Here, we sit. It’s the helm of a fresh day, the edge of an unsteady winter. We sit under cloudless sky and we stare across murky water and we cannot speak, for there is nothing left to say. 

We do not enjoy each other’s company anymore. But, still, we chose to be here, together, in silence. 

Until: 

-I’ve a question.

-Okay.

-How many bodies do you think are in the Hudson?

-Like, hidden in the Hudson? Or died and stayed in the Hudson?

-Both.

-I think anyone who’s ever died ends up in the Hudson.


I began this while sitting in an apartment in Hoboken, watering plants for friends who have since moved upstate. They just needed an excuse to give me some money and a place to myself while they were away.  Somewhere quiet, with sunlight and a view – somewhere that could be enjoyed alone. I wrote it surrounded by plants I was scared to kill, at a desk that wasn’t mine, in clothes I didn’t change for two days, after eating 2 undercooked poached eggs. I wrote this furiously and messily. I wrote it while sweating and I wrote it alone.

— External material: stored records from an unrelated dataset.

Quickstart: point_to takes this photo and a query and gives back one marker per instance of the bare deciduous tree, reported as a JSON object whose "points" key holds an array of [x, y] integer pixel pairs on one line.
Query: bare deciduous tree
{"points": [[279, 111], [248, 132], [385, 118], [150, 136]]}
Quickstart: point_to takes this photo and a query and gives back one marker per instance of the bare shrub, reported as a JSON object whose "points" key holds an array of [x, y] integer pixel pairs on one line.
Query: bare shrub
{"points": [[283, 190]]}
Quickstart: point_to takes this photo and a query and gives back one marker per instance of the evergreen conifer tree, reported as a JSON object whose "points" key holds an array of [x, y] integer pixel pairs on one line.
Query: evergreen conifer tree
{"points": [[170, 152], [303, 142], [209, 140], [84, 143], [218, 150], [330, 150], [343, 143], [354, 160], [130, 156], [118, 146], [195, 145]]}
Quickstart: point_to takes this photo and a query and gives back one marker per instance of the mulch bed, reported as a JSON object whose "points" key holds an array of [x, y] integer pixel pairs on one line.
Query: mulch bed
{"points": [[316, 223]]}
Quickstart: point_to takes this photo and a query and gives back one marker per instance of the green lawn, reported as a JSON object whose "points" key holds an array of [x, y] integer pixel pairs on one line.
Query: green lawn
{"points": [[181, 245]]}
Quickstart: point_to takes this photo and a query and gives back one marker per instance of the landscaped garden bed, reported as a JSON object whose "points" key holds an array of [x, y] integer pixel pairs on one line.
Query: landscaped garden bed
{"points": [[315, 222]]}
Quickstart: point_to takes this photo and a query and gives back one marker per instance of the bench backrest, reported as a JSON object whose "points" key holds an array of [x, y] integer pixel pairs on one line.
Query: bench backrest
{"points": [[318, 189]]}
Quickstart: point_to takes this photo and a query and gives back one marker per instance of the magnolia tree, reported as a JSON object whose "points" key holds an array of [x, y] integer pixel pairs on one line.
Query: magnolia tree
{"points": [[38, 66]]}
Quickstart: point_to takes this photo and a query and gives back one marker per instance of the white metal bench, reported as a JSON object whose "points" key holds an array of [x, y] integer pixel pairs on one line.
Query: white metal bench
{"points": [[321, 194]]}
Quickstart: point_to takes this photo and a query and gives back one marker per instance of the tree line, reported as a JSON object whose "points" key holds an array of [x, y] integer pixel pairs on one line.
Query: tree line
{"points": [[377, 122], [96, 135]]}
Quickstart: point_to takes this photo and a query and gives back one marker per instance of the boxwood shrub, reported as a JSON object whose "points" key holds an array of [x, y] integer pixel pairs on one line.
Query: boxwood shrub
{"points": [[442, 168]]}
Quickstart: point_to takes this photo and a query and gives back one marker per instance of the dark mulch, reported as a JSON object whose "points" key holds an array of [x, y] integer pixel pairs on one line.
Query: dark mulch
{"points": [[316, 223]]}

The wind blows, and we do not touch. We have not touched each other. We have not even looked at each other. We do not want to be here, and we have to be. 

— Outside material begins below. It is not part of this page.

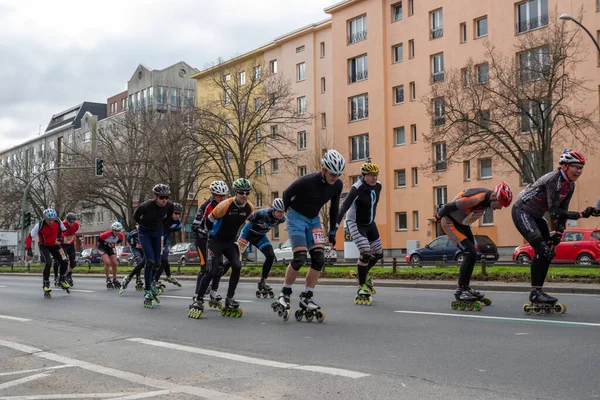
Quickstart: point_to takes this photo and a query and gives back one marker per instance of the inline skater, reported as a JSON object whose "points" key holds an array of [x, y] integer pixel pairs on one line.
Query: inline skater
{"points": [[49, 233], [150, 216], [361, 207], [106, 247], [303, 200], [223, 223], [456, 218], [552, 194]]}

-I think that’s a stupid thing to say.

-Why?

-It didn’t answer my question.

-How do you expect me to answer? Do you want me to dredge up every body? Or do you expect me to drain the water until there’s nothing left but sand and silt and bones?

-No. That’s not what I’m saying.

-Do you want me to sit on the river floor? Count every bone on my hands and knees?

-No.

-You’re asking me to do the impossible.

-I’m asking you to guess.

-That’s even stupider.


The whole day I wrote, and I wanted more, and I couldn’t find anything else to say. The silence and these futile efforts and all the wasted light made me angry. I stayed angry the whole walk home. And standing on the threshold, facing her—with nothing but a line of questioning and self-driven ire—a rift was created. 

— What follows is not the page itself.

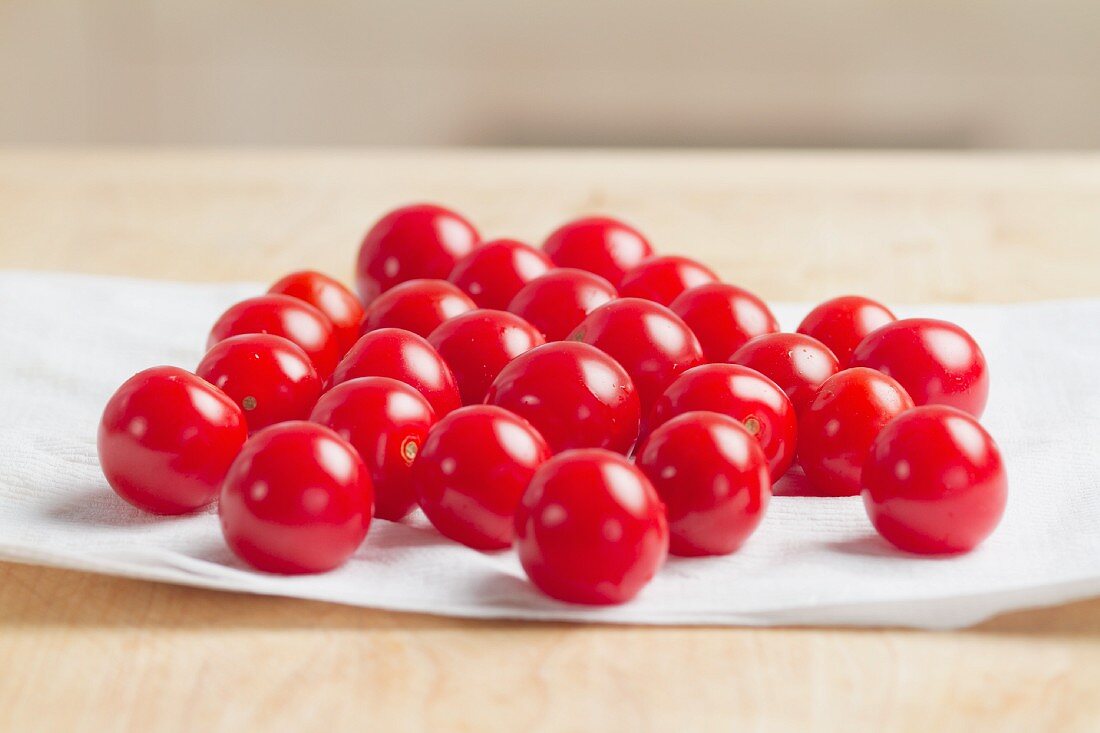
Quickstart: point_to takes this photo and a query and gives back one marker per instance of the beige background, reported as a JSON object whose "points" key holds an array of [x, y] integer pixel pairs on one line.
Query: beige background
{"points": [[845, 73]]}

 I couldn’t handle the conversation, couldn’t handle trying to find answers, to find speech, when I had spent eight futile hours with dry pen and page. That Monday night, I barely said a word, and in that silence grew caverns. There were no more paths crossed, no more fires in the hearth, no more green iris lights in flashes of half-closed eyes. And still—there was nothing for me to say. 


I do not think we recognize each other. We do not recognize ourselves when we are with each other.

And yet:


-I’m glad you came.

-No, you’re not.

-No, I’ve missed you. In a way.

-That’s it though, isn’t it? We just keep missing each other.


There’s a brick road down by the pier. It’s lined with trees on one side, and the Hudson on the left. Sometimes, when you walk down this road, you see things in the shadows that only nightfall can bring. There is a family of  rats that multiply from the bushes and run in a gilded circle. Sometimes the geese sleep all at once, never nestled together, with their beaks pointed north. And there is always old music carried in the air, though it plays from nowhere. Even though you used to walk down this road, hand and heart held, you now walk alone and sit on the driftwood of a small river beach, nestled into the curve of a road at the bottom of the city. Somewhere in here, you see purgatory.

When I began writing that day, these two were faceless. Now in them I see walls in my head and sewn lips. I see these distant friends and all the loneliness I’ve given myself like a gift. I need to say more, but I never find anything else to say. The words and I just keep missing each other.